Jonas Meyer's reading is right: O'Neill is talking about injectivity as a property that a curve could possibly possess, but may not.

Admittedly, the wording is not the clearest, but I think the fuller context helps:

"Since a curve $\alpha \colon I \to \mathbb{R}^3$ is a function, it makes sense to say that $\alpha$ is one-to-one; that is, $\alpha(t) = \alpha(t_1)$ only if $t = t_1$. Another special property of curves is periodicity: A curve $\alpha \colon \mathbb{R} \to \mathbb{R}^3$ is periodic if there is a number $p > 0$ such that $\alpha(t+p) = \alpha(t)$ for all $t$ -- and the smallest such number $p$ is then called the period of $\alpha$."

Is O'Neill really saying that all curves have the "special property" of periodicity, or simply that it's a special property that some curves might have? (He obviously means the latter.)

(And as an aside, by the way, periodic curves are never injective.)

• Nor are closed curves parametrized by $[a,b]$ with $\alpha(a)=\alpha(b)$. :) – Ted Shifrin Jan 29 '15 at 14:11

It probably just means that it is a property the function might have, or might not have, but at least the curve, being a function, lies in the category of things for which it could make sense to determine one way or the other whether they're injective.
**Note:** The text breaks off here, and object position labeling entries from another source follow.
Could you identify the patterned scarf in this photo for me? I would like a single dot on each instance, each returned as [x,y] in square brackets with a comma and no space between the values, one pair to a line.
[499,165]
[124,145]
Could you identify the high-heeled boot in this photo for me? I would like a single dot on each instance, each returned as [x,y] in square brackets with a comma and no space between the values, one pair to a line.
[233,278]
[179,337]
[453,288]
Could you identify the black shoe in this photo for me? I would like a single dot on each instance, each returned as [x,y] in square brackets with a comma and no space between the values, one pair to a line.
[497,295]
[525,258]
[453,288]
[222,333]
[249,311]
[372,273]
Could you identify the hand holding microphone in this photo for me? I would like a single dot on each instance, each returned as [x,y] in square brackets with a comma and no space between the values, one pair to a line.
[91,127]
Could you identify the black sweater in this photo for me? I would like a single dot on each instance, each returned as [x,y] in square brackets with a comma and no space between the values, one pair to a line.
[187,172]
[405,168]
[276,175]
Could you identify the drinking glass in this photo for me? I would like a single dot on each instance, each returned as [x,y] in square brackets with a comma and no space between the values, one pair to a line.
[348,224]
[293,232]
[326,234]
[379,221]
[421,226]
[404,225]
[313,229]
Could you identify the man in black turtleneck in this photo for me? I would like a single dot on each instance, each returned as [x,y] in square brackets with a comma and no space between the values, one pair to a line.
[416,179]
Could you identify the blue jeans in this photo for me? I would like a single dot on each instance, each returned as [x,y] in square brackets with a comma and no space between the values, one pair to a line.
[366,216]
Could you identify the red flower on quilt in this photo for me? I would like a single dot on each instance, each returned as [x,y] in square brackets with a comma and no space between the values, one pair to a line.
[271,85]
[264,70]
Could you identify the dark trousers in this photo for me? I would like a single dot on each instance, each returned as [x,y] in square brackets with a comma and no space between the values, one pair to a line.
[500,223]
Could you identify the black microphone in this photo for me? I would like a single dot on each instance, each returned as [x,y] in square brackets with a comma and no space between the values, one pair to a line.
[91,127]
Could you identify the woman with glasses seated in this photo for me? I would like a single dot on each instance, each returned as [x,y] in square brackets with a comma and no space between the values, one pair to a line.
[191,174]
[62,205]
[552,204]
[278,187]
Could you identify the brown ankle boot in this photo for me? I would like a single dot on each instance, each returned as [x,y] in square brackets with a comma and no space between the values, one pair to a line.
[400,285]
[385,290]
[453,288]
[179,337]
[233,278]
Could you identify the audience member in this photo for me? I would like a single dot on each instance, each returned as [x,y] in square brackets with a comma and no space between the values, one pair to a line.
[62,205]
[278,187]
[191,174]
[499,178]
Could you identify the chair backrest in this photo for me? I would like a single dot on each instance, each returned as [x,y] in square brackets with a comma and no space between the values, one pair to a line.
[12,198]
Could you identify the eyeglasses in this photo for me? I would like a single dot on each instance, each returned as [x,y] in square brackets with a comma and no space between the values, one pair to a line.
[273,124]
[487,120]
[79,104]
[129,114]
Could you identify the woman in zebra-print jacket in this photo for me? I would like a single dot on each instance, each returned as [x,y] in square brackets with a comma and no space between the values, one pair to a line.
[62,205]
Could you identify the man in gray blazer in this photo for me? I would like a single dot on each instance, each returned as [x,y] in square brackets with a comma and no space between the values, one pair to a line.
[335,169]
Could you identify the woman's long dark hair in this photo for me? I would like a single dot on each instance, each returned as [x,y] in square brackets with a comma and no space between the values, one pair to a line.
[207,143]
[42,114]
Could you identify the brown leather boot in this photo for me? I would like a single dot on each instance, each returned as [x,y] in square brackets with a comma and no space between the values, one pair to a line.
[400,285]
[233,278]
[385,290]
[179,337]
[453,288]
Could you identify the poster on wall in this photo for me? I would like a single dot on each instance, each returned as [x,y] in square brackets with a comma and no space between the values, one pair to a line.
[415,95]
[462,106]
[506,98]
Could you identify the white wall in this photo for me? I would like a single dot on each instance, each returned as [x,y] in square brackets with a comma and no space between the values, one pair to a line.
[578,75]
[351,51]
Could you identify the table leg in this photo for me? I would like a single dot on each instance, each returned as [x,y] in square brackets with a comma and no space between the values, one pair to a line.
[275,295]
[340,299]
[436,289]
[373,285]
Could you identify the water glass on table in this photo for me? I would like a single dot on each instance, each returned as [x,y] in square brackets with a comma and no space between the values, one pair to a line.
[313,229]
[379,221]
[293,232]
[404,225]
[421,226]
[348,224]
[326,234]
It is to make sure you have clear that it is a function, as opposed to a set of points.

If $n$ is a natural number, it makes sense to say that $n$ is odd, but if $n=16$, it is also false to say it. It is not like saying $\pi$ is odd which is just nonsense instead of wrong. Likewise, you can say a curve is injective (or not), but for the set of points traced out by the curve (i.e. the range) it would not make sense to say it is injective.

Added: From a preview in Google Books I got more context. Right after that, in the same paragraph, it says "Another special property of curves is periodicity...". This reinforces that it is just pointing out special properties a curve might or might not have.